Prince Whipple did accompany William Whipple of Portsmouth during the Revolution. William was one of three New Hampshire men to sign the Declaration of Independence. As a founding father, he has been elevated to a position of honor in American history. The Whipple family purchased Prince at auction when he was a child. Nell suggests that the boy was descended from royalty, but there is no way to verify that Prince was really a "prince" from Amabou, Africa. Prince was a name commonly given to slaves who were stripped of their African or Caribbean identity and assigned the owner’s surname. Classical names like Pompey, Caesar, Venus and Prince may have been a means of further segregating blacks in the household from their white "family" members.

Nell places William and Prince Whipple with Washington in the famous camp at Valley Forge. As everyone knows, Washington crossed the icy Delaware River secretly at night and defeated the British at Trenton in a turning point moment in the Revolution. As everyone also knows, there is a dramatic painting of that event. It has been hanging in the Metropolitan Museum of Art for more than a century. Washington stands upright and unflinching in the boat, an American flag flying, as a dozen oarsmen battle the current and floating blocks of ice. In the gigantic 1851 painting by Emmanuel Leutze, the man rowing by Washington’s knee is black. Possibly, WC Nell suggested, the man is Prince Whipple of Portsmouth, NH.

William C Nell started the story in 1855I never actually said Prince was in the painting. I simply suggested in a 1997 essay that the man might be Prince. Although the melodramatic painting is by no means a factual depiction of the event, German artist Emmanuel Leutze was very concerned with the figures he placed in the boat. He chose to include a black figure because there were African Americans at Valley Forge. Although Leutze likely never heard the Prince Whipple story, there have been art critics and historians since who made the connection. Other slave names from other states have been suggested, but Prince Whipple has been the most popular. I simply jumped on the bandwagon back in ’97 and began waving the New Hampshire flag.

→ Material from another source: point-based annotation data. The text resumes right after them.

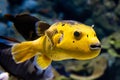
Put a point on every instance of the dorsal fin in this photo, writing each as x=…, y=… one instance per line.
x=25, y=24
x=9, y=17
x=41, y=27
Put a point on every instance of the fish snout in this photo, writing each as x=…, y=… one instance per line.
x=95, y=46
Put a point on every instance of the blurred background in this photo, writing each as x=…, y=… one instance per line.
x=103, y=14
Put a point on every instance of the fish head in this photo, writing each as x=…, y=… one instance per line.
x=76, y=40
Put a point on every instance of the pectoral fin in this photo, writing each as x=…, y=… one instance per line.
x=23, y=51
x=41, y=27
x=43, y=61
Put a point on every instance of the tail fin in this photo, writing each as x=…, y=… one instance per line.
x=23, y=51
x=7, y=41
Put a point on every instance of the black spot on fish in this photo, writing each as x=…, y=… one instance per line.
x=63, y=24
x=76, y=34
x=87, y=36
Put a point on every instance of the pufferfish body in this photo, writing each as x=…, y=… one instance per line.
x=63, y=40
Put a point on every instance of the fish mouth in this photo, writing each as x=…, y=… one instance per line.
x=96, y=46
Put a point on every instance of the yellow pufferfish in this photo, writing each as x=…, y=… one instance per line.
x=65, y=39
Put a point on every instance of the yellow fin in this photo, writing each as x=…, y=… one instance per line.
x=43, y=61
x=23, y=51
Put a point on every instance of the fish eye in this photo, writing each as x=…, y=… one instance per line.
x=77, y=35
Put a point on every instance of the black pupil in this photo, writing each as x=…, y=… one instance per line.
x=76, y=34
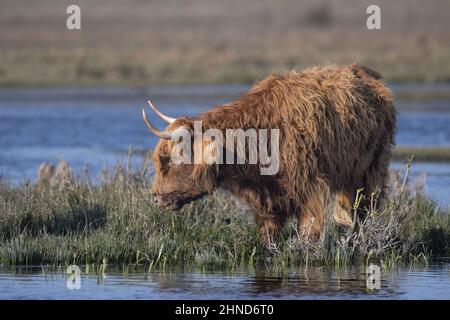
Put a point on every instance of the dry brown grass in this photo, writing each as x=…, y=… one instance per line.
x=202, y=41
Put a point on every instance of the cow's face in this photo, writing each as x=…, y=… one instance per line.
x=176, y=184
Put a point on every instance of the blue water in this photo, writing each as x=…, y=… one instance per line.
x=432, y=282
x=93, y=127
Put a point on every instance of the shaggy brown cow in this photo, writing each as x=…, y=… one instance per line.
x=337, y=127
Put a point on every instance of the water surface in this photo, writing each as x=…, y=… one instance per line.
x=432, y=282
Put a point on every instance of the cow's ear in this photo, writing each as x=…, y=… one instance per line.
x=206, y=174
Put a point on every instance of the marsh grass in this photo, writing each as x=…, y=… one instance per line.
x=112, y=220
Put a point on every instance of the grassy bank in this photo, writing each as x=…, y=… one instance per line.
x=112, y=218
x=422, y=154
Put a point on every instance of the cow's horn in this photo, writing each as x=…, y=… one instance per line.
x=167, y=119
x=162, y=134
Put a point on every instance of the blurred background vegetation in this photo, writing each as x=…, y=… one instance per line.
x=139, y=42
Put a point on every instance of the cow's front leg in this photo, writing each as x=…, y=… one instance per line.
x=268, y=228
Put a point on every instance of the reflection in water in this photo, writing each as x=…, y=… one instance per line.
x=314, y=283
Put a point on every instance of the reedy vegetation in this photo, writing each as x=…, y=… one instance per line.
x=112, y=218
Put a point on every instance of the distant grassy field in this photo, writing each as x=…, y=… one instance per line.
x=113, y=219
x=205, y=41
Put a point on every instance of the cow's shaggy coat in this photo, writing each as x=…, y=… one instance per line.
x=337, y=126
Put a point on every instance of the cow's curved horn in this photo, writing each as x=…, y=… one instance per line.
x=167, y=119
x=162, y=134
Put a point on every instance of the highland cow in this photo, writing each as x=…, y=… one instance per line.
x=337, y=127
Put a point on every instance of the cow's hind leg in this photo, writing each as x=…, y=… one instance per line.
x=343, y=207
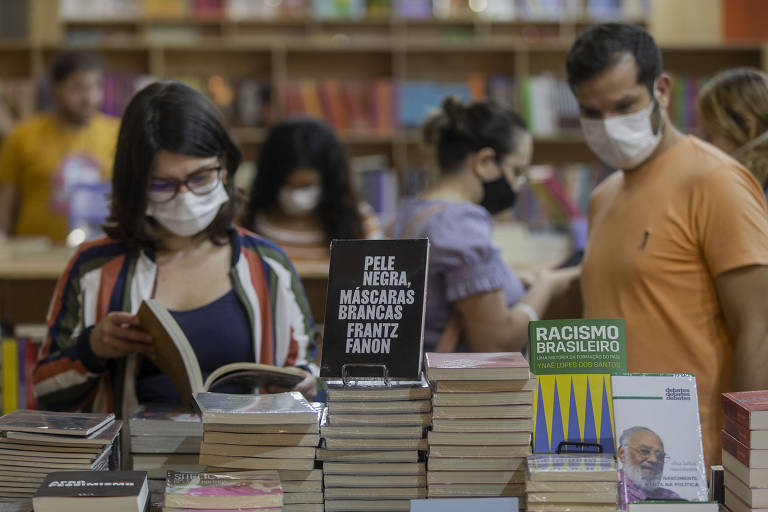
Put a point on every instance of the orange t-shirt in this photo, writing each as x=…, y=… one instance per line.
x=659, y=236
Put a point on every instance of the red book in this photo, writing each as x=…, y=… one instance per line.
x=750, y=458
x=753, y=439
x=476, y=366
x=749, y=408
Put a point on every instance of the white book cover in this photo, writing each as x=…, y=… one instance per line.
x=658, y=438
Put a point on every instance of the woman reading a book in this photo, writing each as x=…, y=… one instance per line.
x=474, y=301
x=170, y=236
x=302, y=197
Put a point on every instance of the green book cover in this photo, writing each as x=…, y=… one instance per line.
x=574, y=360
x=581, y=346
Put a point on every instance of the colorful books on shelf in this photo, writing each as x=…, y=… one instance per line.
x=745, y=451
x=350, y=106
x=556, y=195
x=34, y=443
x=658, y=438
x=481, y=424
x=244, y=101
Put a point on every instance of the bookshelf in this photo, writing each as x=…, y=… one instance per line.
x=377, y=47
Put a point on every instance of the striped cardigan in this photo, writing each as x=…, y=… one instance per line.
x=106, y=275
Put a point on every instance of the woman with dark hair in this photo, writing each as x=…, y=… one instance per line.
x=170, y=236
x=474, y=301
x=302, y=197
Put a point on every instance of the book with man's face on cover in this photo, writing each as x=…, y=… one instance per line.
x=658, y=438
x=176, y=358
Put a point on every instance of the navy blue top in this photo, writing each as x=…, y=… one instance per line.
x=219, y=332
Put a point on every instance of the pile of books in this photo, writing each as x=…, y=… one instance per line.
x=374, y=446
x=263, y=432
x=88, y=491
x=481, y=424
x=576, y=483
x=35, y=443
x=164, y=438
x=211, y=491
x=745, y=450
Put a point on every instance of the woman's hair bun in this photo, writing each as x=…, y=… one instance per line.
x=450, y=118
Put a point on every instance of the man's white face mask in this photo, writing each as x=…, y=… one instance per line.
x=623, y=142
x=187, y=214
x=298, y=202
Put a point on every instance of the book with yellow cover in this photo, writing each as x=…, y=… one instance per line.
x=574, y=361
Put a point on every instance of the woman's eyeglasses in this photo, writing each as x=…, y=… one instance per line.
x=200, y=183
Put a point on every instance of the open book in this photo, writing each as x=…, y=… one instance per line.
x=176, y=358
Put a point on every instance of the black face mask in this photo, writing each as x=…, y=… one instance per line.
x=498, y=195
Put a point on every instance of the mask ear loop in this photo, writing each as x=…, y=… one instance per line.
x=656, y=112
x=751, y=144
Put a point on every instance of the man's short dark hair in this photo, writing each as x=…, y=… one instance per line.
x=66, y=63
x=601, y=46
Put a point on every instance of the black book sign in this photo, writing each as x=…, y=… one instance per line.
x=375, y=309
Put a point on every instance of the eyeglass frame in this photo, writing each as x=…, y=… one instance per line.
x=185, y=182
x=664, y=457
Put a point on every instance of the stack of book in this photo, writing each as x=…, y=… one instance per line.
x=35, y=443
x=481, y=424
x=745, y=450
x=87, y=491
x=211, y=491
x=374, y=442
x=258, y=432
x=577, y=483
x=165, y=437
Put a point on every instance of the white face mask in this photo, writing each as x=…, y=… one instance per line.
x=187, y=214
x=298, y=202
x=623, y=142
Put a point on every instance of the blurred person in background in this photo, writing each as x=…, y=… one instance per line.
x=475, y=302
x=45, y=157
x=302, y=196
x=733, y=115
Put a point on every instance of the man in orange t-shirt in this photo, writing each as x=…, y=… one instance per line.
x=678, y=242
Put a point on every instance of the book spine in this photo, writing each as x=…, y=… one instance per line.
x=10, y=357
x=734, y=410
x=29, y=371
x=735, y=448
x=740, y=432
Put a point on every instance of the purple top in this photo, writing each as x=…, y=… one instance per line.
x=629, y=492
x=462, y=260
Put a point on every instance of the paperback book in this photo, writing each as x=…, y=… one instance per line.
x=89, y=491
x=573, y=360
x=658, y=438
x=277, y=408
x=223, y=491
x=176, y=358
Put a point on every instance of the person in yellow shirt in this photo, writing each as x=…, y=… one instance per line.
x=46, y=156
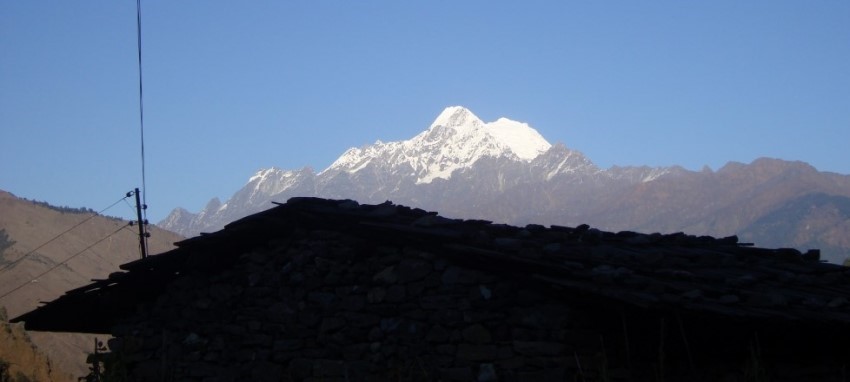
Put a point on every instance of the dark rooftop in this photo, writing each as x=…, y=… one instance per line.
x=700, y=275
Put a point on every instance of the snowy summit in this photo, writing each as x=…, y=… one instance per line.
x=455, y=140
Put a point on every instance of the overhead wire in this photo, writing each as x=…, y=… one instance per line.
x=18, y=260
x=144, y=241
x=62, y=262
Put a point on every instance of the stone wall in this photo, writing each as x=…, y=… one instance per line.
x=328, y=306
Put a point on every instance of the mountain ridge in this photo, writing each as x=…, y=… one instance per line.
x=478, y=176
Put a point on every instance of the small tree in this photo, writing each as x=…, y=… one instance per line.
x=5, y=241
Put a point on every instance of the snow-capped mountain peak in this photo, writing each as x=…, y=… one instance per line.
x=456, y=139
x=457, y=117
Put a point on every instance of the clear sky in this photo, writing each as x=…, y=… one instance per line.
x=231, y=87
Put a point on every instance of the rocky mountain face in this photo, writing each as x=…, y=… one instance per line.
x=505, y=171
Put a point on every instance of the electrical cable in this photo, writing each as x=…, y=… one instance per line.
x=144, y=241
x=18, y=260
x=62, y=263
x=141, y=98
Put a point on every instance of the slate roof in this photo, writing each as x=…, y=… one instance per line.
x=702, y=275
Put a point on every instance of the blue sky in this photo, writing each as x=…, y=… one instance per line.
x=232, y=87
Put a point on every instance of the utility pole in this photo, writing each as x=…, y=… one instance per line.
x=143, y=235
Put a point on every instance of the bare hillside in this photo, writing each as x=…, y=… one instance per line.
x=25, y=227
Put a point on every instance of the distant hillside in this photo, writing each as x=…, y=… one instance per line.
x=506, y=172
x=24, y=226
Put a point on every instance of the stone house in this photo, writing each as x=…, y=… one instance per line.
x=332, y=290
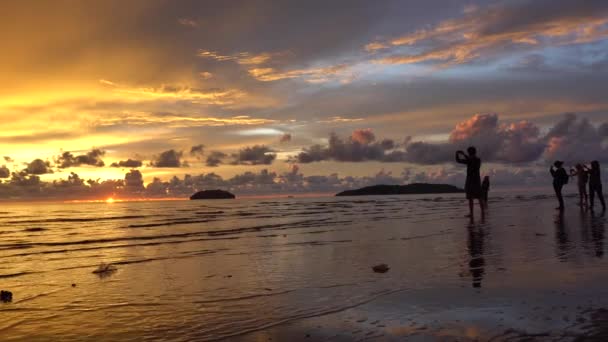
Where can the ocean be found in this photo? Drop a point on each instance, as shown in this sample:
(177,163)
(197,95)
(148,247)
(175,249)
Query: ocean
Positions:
(301,269)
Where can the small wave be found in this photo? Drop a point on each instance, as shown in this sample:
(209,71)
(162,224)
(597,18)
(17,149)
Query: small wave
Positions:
(233,299)
(34,229)
(13,275)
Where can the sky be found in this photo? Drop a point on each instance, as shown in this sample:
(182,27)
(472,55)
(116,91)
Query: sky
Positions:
(160,98)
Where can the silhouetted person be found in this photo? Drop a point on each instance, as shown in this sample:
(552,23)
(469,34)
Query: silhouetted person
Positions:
(485,188)
(472,185)
(560,178)
(582,177)
(595,184)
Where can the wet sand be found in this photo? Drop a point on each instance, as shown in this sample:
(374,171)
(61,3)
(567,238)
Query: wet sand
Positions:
(300,269)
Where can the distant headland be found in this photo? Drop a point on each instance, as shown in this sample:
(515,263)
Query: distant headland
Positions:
(212,194)
(409,189)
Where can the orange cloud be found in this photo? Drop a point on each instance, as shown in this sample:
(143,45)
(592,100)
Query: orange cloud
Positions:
(481,32)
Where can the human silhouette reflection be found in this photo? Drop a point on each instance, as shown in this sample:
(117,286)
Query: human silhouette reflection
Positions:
(475,247)
(561,237)
(597,233)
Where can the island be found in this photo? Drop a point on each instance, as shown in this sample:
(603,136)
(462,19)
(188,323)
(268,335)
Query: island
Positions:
(212,194)
(409,189)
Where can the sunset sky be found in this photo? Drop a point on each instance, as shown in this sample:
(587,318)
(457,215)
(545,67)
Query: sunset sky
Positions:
(350,92)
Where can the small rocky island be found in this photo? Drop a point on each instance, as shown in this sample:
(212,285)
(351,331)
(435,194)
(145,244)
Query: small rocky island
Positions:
(409,189)
(212,194)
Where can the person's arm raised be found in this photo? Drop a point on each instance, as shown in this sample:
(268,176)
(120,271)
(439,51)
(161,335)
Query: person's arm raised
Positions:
(460,159)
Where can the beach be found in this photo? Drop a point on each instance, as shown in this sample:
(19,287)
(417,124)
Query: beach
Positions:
(301,269)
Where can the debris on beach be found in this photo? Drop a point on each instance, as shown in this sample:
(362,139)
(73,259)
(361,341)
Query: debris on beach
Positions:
(6,296)
(381,268)
(105,269)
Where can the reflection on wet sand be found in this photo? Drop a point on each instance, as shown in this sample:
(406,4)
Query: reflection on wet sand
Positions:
(597,233)
(475,244)
(562,239)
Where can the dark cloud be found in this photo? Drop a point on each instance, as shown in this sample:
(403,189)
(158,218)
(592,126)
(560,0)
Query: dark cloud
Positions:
(254,155)
(4,172)
(169,158)
(134,181)
(286,137)
(360,146)
(575,139)
(519,142)
(92,158)
(215,158)
(129,163)
(197,151)
(22,185)
(38,167)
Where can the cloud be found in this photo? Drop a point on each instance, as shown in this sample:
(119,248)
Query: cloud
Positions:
(360,146)
(181,121)
(254,155)
(134,181)
(176,92)
(215,158)
(197,150)
(129,163)
(187,22)
(286,137)
(38,167)
(575,139)
(169,158)
(484,32)
(4,172)
(92,158)
(516,142)
(205,75)
(363,136)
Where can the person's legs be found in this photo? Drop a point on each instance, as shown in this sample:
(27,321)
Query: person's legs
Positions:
(558,194)
(600,195)
(471,207)
(586,197)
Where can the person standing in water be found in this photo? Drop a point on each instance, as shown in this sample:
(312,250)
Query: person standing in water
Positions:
(595,184)
(472,185)
(582,178)
(485,188)
(560,178)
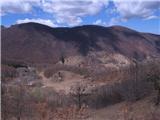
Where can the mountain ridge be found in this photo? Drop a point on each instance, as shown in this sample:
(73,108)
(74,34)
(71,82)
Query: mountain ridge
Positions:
(33,42)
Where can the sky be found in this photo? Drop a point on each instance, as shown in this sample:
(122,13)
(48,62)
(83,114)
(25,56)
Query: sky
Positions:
(141,15)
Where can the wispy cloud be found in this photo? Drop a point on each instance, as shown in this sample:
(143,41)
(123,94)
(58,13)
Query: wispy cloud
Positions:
(38,20)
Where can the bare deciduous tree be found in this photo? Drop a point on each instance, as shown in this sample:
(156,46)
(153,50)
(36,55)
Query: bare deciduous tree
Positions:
(78,92)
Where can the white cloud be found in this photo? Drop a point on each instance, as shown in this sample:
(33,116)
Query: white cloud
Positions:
(129,9)
(38,20)
(100,22)
(72,11)
(17,6)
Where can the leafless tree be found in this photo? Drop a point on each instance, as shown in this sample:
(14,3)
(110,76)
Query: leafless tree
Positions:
(78,92)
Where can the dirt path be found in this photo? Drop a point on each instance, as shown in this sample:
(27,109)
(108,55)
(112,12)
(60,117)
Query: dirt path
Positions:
(65,85)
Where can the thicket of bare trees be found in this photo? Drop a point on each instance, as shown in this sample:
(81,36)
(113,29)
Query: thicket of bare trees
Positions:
(22,102)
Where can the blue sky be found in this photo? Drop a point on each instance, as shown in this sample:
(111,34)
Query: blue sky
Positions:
(141,15)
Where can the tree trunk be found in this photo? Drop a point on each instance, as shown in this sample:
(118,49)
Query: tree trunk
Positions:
(158,97)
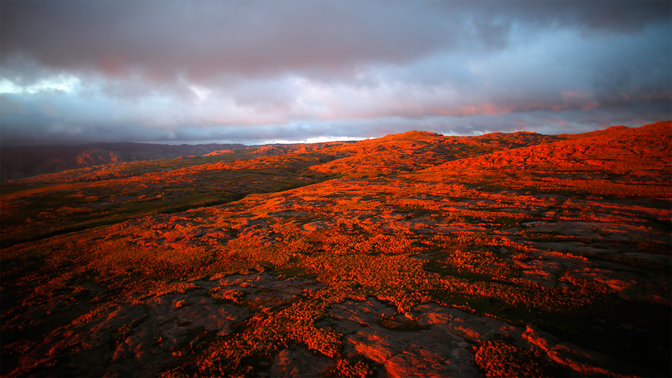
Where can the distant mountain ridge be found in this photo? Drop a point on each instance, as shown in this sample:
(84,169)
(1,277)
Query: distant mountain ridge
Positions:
(25,161)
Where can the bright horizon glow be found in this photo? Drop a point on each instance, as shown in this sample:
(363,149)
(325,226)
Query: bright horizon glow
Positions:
(174,72)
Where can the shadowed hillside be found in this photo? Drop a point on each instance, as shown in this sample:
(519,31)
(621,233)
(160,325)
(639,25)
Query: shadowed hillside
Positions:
(18,162)
(414,254)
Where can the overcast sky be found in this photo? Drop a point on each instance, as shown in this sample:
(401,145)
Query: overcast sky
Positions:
(261,71)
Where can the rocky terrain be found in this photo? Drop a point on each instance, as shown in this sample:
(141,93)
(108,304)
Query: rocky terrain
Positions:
(414,254)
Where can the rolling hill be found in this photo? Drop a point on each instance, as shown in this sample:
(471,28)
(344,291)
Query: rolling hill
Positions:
(412,254)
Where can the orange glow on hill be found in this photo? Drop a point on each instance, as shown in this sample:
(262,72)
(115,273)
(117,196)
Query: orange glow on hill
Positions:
(414,254)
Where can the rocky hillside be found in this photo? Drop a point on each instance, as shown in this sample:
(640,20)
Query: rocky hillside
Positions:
(410,255)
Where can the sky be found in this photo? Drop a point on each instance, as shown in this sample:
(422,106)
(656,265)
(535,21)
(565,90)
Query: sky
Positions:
(256,72)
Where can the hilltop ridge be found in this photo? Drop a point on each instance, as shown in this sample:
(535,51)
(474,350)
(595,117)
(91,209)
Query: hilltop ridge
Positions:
(413,254)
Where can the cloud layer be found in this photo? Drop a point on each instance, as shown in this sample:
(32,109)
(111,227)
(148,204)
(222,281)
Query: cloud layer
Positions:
(260,71)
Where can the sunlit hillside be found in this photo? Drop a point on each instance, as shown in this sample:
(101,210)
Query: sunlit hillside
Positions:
(415,254)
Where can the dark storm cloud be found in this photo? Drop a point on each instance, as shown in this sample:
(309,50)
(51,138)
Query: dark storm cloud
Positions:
(205,39)
(246,71)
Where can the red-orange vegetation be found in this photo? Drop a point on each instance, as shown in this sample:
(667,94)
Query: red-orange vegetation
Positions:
(384,256)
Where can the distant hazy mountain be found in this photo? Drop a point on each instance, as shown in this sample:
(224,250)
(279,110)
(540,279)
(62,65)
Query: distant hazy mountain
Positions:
(25,161)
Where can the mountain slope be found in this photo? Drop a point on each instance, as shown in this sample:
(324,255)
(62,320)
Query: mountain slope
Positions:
(499,255)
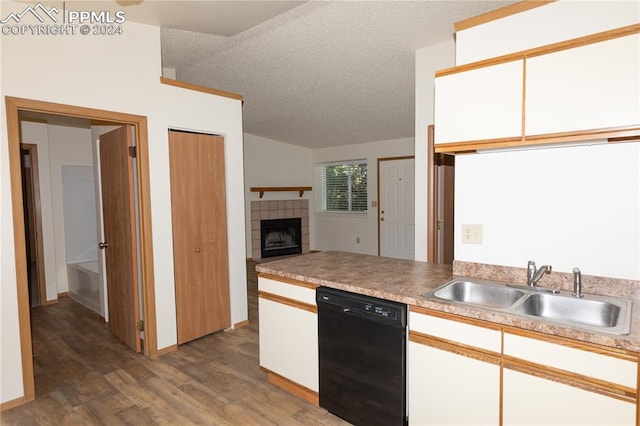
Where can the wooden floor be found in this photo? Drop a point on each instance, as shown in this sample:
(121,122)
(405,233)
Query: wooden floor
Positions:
(84,376)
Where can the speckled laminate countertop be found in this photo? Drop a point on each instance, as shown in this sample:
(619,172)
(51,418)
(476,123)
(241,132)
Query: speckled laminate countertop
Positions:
(407,281)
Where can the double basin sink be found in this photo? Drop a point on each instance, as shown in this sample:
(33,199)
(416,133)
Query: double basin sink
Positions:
(596,313)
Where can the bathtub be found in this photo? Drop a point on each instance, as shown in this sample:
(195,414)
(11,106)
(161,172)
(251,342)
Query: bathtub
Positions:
(84,285)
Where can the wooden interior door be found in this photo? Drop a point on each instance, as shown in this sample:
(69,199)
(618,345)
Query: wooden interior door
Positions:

The article ran in a local newspaper an I posted the story on the Internet among hundreds of other essays. A few months later I got an email from historian Blaine Whipple who explained that, according to his exhaustive research, William Whipple was 130 miles away in Baltimore while Washington and 6,000 ragged, starving troops crossed the Delaware. I posted Blaine’s letter on my web site with a promise to correct my story. I didn’t get right to it. Life intervened. I finally fixed the details yesterday – about nine years later.